The Couplet: “And yet to times in hope, my verse shall stand”
The final lines serve to soften some of the speaker's earlier intensity. What was blood and guts now becomes a soft gentle exercise in breathing: “And yet to times in hope, my verse shall stand / Praising thy worth, despite his cruel hand.”
This speaker's confidence in his ability to bestow immortality on anything he puts into his sonnets remains in place and, if possible, stronger than ever.
Time may mow down things, but in his poems they will live as freshly as the day they were born/created.
A Brief Overview of the 154-Sonnet Sequence
Marriage Sonnets 1-17
The speaker in the Shakespeare “Marriage Sonnets” pursues a single goal: to persuade a young man to marry and produce beautiful offspring. It is likely that the young man is Henry Wriothesley, the third earl of Southampton, who is being urged to marry Elizabeth de Vere, the oldest daughter of Edward de Vere, 17th Earl of Oxford.
Many scholars and critics now argue persuasively that Edward de Vere is the writer of the works attributed to the nom de plume, "William Shakespeare."
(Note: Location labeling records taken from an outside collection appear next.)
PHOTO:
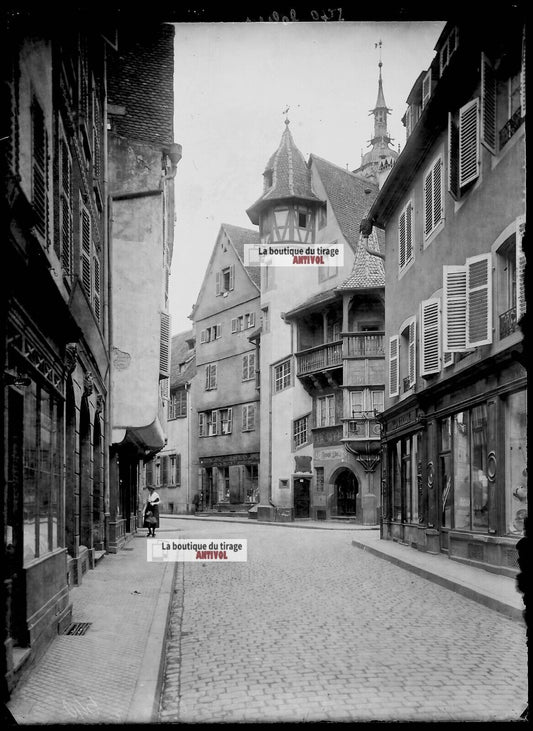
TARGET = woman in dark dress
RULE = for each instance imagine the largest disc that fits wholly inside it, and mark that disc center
(152, 506)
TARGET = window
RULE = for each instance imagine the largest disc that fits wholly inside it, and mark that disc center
(433, 198)
(325, 410)
(282, 376)
(248, 417)
(39, 142)
(299, 431)
(210, 376)
(265, 319)
(224, 280)
(248, 366)
(467, 304)
(405, 236)
(177, 407)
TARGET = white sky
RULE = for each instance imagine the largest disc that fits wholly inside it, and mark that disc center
(232, 82)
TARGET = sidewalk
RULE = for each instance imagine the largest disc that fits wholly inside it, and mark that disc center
(113, 673)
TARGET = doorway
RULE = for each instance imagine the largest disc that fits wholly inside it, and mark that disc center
(302, 499)
(346, 487)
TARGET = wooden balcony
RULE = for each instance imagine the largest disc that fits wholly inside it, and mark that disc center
(319, 358)
(363, 345)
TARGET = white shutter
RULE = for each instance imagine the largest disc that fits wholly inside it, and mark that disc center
(429, 336)
(469, 142)
(479, 281)
(411, 367)
(394, 376)
(488, 104)
(520, 269)
(426, 88)
(453, 157)
(454, 309)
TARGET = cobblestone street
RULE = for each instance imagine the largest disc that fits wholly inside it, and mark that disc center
(312, 628)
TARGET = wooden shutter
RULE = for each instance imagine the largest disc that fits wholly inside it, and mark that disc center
(97, 288)
(411, 367)
(39, 168)
(468, 142)
(430, 337)
(520, 269)
(453, 157)
(394, 376)
(86, 251)
(164, 345)
(479, 303)
(488, 104)
(426, 88)
(454, 309)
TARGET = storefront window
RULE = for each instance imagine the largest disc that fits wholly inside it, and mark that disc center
(516, 476)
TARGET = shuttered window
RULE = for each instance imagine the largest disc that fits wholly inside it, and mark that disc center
(164, 345)
(433, 198)
(86, 250)
(454, 308)
(405, 235)
(394, 375)
(468, 142)
(430, 337)
(520, 270)
(39, 168)
(411, 363)
(65, 207)
(467, 304)
(488, 104)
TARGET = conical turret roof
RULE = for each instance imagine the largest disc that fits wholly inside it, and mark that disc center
(287, 176)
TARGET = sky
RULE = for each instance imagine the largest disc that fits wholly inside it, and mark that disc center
(232, 82)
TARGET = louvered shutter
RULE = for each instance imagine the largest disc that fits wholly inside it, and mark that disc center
(454, 309)
(453, 157)
(520, 269)
(488, 104)
(479, 280)
(86, 251)
(430, 337)
(394, 376)
(426, 88)
(411, 368)
(164, 345)
(468, 142)
(97, 288)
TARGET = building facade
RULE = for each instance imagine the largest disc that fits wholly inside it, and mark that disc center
(453, 211)
(320, 344)
(225, 418)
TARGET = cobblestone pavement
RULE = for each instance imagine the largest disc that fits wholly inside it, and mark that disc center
(313, 629)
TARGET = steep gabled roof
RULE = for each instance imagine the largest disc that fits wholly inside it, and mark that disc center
(367, 270)
(291, 177)
(239, 238)
(347, 196)
(182, 359)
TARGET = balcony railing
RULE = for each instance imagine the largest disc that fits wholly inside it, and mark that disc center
(363, 345)
(508, 323)
(319, 358)
(510, 127)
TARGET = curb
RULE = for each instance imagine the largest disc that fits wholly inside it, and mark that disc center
(497, 605)
(150, 680)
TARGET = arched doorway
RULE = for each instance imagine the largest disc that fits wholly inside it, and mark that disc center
(85, 504)
(346, 489)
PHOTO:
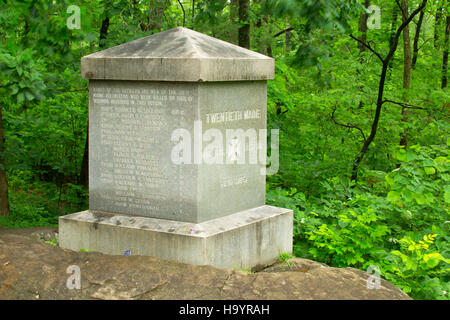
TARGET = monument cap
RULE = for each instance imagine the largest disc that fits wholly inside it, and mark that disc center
(178, 54)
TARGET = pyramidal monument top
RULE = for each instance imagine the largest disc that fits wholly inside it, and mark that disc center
(178, 54)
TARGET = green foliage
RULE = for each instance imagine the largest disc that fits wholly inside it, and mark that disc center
(53, 242)
(419, 269)
(322, 100)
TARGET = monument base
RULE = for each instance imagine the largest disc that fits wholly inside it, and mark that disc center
(245, 240)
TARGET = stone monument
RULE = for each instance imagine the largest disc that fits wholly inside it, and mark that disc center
(171, 174)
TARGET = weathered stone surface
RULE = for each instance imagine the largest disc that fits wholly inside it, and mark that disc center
(178, 54)
(30, 269)
(130, 133)
(242, 240)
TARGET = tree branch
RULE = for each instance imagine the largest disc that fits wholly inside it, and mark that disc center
(368, 47)
(283, 31)
(350, 126)
(404, 105)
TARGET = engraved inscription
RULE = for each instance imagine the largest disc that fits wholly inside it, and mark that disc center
(132, 127)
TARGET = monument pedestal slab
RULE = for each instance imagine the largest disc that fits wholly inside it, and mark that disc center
(246, 239)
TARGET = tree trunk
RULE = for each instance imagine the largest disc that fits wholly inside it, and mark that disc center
(406, 67)
(4, 199)
(437, 24)
(380, 101)
(392, 33)
(362, 26)
(287, 39)
(84, 173)
(234, 8)
(416, 39)
(445, 54)
(244, 30)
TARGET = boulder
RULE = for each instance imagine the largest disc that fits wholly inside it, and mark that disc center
(30, 268)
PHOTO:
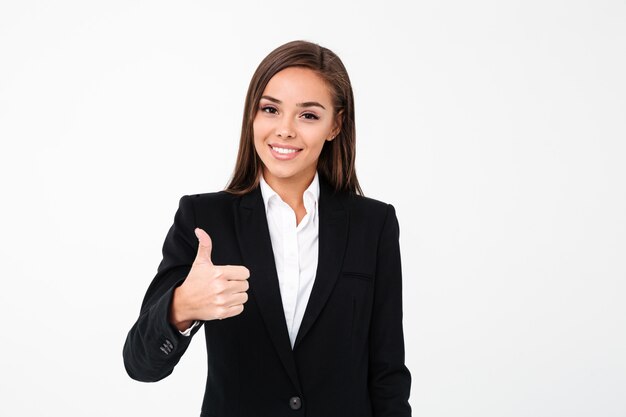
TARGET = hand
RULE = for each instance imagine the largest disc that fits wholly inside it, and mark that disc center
(210, 291)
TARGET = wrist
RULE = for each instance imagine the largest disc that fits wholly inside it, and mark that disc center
(177, 316)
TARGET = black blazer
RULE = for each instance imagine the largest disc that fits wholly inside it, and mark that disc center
(348, 357)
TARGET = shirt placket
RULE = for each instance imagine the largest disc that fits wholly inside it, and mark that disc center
(291, 264)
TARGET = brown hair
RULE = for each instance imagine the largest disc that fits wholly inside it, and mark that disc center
(336, 160)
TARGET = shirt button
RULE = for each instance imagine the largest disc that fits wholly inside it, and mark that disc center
(295, 403)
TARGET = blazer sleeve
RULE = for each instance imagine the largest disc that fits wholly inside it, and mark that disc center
(153, 346)
(389, 378)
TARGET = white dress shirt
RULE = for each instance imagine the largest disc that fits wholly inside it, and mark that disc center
(295, 250)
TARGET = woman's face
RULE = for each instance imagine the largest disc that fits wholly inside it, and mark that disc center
(294, 118)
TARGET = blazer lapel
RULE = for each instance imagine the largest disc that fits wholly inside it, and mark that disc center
(256, 250)
(333, 237)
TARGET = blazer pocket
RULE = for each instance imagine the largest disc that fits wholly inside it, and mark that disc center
(358, 275)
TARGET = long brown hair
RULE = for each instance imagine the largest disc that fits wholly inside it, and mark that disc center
(336, 161)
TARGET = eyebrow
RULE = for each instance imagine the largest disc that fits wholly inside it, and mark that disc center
(305, 104)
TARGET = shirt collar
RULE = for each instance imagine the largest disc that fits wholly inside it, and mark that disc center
(310, 196)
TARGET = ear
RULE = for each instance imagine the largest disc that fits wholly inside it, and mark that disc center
(336, 125)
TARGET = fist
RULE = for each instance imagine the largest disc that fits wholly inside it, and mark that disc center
(210, 291)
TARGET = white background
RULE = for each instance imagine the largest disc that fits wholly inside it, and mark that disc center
(496, 128)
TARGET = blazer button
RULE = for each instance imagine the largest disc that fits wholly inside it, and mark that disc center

For more information regarding Edward de Vere, 17th Earl of Oxford, as the real writer of the Shakespearean canon, please visit The De Vere Society, an organization that is "dedicated to the proposition that the works of Shakespeare were written by Edward de Vere, 17th Earl of Oxford."
Muse Sonnets 18-126 (Erroneously "Fair Youth")
The speaker in this section of sonnets is exploring his talent, his dedication to his art, and his own soul power. In some sonnets, the speaker addresses his muse, in others he addresses himself, and in others he even addresses the poem itself.
Even though many scholars and critics have traditionally categorized this group of sonnets as the "Fair Youth Sonnets," there is no "fair youth," that is "young man," in these sonnets. There is no person at all in this sequence, with exception of the two problematic sonnets, 108 and 126.
Dark Lady Sonnets 127-154
The final sequence targets an adulterous romance with a woman of questionable character; the term “dark” likely modifies the woman’s character flaws, not her skin tone.
Two Problematic Sonnets: 108 and 126
Sonnet 108 and 126 present a problem in categorization. While most of the sonnets in the "Muse Sonnets" do focus on the poet's musings about his writing talent and do not focus on a human being, sonnets 108 and 126 are speaking to a young man, respectively calling him "sweet boy" and "lovely boy."
Sonnet 126 presents an additional problem: it is not technically a "sonnet," because it features six couplets, instead of the traditional three quatrains and a couplet.
The themes of sonnets 108 and 126 would better categorize with the "Marriage Sonnets" because they do address a "young man." It is likely that sonnets 108 and 126 are at least partially responsible for the erroneous labeling of the "Muse Sonnets" as the "Fair Youth Sonnets" along with the claim that those sonnets address a young man.
While most scholars and critics tend to categorize the sonnets into the three-themed schema, others combine the "Marriage Sonnets" and the "Fair Youth Sonnets" into one group of "Young Man Sonnets." This categorization strategy would be accurate if the "Muse Sonnets" actually addressed a young man, as only the "Marriage Sonnets" do.